If you own or manage rental property, you should always be thinking about ways to increase the profits your rental property.
Generally, the easiest way to increase profits on a rental property, is avoid vacancy at all costs and to maximize rental income.
As a property manager, you can suggest these updates to your clients to see if they are willing to budget for these enhancements that should increase their profits.
Update Your Pet Policy
Pet-friendly properties have the potential to earn additional income in the form of a monthly pet fee that is collected on top of regular rental payments. Even an extra $25/month per pet will add up to a few hundred extra dollars each year.
Plus, pet-friendly properties are in such high demand, that renters with pets tend to stay put. In an analysis of landlord surveys by FIREPAW, Inc., tenants with pets were found to stay significantly longer, by an average of 23 months compared to 15 months. That means less vacancies and more rental income.
Install a Washer and Dryer
Adding a washer and dryer to your rental property can increase revenue by 15% according to a survey from the National Apartment Association. If your property already has washer and dryer hookups, consider installing a washer and dryer in exchange for a lease renewal from your responsible tenants.

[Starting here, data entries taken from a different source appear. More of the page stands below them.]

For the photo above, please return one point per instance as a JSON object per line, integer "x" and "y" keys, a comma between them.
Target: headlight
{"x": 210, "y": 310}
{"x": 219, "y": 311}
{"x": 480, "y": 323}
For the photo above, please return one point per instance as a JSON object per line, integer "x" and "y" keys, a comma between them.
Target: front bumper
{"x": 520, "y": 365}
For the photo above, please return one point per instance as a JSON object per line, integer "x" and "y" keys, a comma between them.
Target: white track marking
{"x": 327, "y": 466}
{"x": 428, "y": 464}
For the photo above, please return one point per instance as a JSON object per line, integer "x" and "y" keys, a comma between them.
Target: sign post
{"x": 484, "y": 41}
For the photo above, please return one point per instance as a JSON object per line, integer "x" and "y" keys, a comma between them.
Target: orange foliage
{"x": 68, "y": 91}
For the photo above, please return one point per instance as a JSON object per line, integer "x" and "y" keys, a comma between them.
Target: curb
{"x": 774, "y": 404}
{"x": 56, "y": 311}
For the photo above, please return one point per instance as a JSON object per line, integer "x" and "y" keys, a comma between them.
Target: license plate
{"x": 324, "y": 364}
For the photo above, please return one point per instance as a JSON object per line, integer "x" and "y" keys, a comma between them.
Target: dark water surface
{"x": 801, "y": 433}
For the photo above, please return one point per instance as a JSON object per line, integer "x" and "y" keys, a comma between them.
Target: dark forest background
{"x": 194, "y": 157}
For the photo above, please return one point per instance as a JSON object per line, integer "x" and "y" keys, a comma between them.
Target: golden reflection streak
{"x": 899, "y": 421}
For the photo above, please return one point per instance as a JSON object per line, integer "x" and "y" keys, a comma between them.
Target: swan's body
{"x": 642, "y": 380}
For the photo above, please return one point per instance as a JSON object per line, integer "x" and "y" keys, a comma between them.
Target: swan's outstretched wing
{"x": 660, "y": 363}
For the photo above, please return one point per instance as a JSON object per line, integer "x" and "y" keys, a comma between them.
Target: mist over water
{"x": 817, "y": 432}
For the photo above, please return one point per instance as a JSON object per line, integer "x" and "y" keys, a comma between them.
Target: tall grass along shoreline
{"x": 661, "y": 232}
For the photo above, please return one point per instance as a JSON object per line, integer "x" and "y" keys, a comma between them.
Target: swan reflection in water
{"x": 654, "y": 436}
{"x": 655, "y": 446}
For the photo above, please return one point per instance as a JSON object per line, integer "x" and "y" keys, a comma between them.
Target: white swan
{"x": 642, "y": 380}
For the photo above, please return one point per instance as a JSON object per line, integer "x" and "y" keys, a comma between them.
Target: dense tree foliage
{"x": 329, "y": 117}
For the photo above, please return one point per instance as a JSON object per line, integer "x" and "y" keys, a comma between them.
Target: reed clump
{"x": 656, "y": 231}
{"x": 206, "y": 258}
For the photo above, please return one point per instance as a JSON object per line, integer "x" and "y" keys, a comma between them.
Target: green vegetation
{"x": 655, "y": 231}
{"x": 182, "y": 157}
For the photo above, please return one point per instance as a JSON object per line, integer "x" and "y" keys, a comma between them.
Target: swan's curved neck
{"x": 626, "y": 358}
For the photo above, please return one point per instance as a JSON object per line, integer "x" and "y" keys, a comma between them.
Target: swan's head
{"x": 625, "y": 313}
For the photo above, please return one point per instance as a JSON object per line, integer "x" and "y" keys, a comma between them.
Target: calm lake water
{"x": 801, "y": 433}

This added value secures a rent paying tenant for another lease term, and the rental income you will save from avoiding even a month of vacancy should cover the cost of the appliances.
Let Your Tenants Paint or Plant a Garden
The more your tenants feel at home in your property and the more energy they invest in customizing it to their lifestyle, the more likely they will want to stay long term. If a renter comes to you asking to paint a wall or plant a garden, think about the benefits of saying yes.
Give your renters a color palate of acceptable paints that might actually increase the re-rent potential should they ever move. Additionally, lay out some conditions in a formal written lease addendum that explains you are allowing an alteration to the property but that if the painting is not up to par or needs to be repainted upon vacancy it will come out of the tenant’s security deposit.
Any customization that you approve for your tenants–whether it’s a fresh coat of paint, planting a garden, or installing new kitchen fixtures–will help them feel comfortable and want to stay longer.
Energy Efficient Appliances
According to a study by J Turner Research for Multifamily Executive magazine, apartment shoppers are increasingly considering green features as must-haves when searching for apartments. This is especially true for Millennial renters who claim they are even willing to pay more for sustainability and energy-efficiency housing.
Updating your property with energy efficient appliances might cost a little more upfront but are shown to generate an additional 16% in rental income according to the NAA’s Amenities Survey.
Manage Your Reputation
Curious as to why your rental property is still vacant? Perhaps it’s not the property to blame but your local reputation.
Renters will be quick to complain about poor management on social media and review sites. Having a poor online reputation can set you up for failure. 88% of consumers trust online reviews as much as personal recommendations, and with the majority of renters looking for their next apartment online, you know they are bound to find out what people are saying about you online.
It is extremely important to manage your reputation so the next time a potential client finds you online, they will be more than happy to work with you. Make sure to prioritize customer service when interacting with your renters so they have nothing but nice things to say about you and your property.
You can increase the value of your rental property with a few simple upgrades that require a minimal investment like new appliances, a washer and dryer or by adding value to your renters, through pet-friendly policies, approved property personalization, and prioritizing a positive landlord-tenant relationship through reputation management.